「本当に運がよくって、営業をしなくても仕事はうまくいくし、会いたいと思ってる人にはだいたい会えるんです。
そういえば、30歳を過ぎた頃、父親にも会うことができました」
アプスーさんが母親のお腹にいる頃に、スペインに渡った父親だったが、大阪に帰ってきてピザ屋をやっているという噂を聞いた。

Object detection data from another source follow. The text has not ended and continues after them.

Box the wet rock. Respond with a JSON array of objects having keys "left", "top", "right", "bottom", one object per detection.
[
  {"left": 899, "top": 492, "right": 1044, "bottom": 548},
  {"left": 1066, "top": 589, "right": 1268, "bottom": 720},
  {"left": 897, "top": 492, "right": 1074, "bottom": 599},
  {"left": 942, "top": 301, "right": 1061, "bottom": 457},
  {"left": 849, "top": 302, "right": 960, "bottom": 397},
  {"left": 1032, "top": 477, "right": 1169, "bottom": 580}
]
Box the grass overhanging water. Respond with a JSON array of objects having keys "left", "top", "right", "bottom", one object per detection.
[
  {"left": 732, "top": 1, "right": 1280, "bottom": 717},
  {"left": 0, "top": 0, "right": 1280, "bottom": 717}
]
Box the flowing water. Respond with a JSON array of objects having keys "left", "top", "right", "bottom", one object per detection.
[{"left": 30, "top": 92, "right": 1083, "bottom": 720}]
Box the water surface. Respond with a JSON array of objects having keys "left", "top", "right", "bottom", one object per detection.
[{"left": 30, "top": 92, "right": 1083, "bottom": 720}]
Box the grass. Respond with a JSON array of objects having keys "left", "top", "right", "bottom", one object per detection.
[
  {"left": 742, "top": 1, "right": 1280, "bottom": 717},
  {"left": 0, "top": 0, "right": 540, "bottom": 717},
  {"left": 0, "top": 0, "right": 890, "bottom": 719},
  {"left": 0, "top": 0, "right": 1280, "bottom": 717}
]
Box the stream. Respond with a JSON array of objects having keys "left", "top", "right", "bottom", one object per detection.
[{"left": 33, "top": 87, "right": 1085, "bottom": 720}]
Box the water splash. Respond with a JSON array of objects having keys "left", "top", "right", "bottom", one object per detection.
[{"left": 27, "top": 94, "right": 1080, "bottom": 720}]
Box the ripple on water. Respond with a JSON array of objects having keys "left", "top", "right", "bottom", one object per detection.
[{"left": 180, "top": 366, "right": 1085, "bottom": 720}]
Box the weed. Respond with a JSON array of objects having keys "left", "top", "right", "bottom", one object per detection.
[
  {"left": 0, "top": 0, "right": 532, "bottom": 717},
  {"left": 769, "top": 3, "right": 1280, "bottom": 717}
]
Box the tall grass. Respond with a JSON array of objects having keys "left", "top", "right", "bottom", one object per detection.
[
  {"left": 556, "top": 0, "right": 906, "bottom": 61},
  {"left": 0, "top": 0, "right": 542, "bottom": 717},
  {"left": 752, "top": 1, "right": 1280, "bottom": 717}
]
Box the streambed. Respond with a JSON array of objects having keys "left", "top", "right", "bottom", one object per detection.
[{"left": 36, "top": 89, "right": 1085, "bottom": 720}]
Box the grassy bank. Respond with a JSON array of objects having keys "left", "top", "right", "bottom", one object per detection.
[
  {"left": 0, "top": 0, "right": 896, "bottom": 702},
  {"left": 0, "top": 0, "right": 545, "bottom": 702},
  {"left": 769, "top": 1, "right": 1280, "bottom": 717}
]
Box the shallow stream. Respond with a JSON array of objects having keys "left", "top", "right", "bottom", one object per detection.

「そのピザ屋さんに行ったんですよ。ドアを開けたとたん
『おお!! 久しぶり!!』
って言われたんです」
久しぶりと言っても、実際会うのは初めてだった。アプスーさんが、
「誰だかわかる?」
と聞くと、父親は、
「俺の子どもだろ」
と答えた。
俺の子どもって、まだお腹にいるときに出ていったくせに……とアプスーさんが訴えると、
「ごめんごめん、ピザおごるから許して」
と軽く言われた。
「めっちゃ面白いなと思いました。面白かったんで許しました。
父親と、話していると、腹違いの弟がいることがわかりました。弟は東京でモデルとかしていました。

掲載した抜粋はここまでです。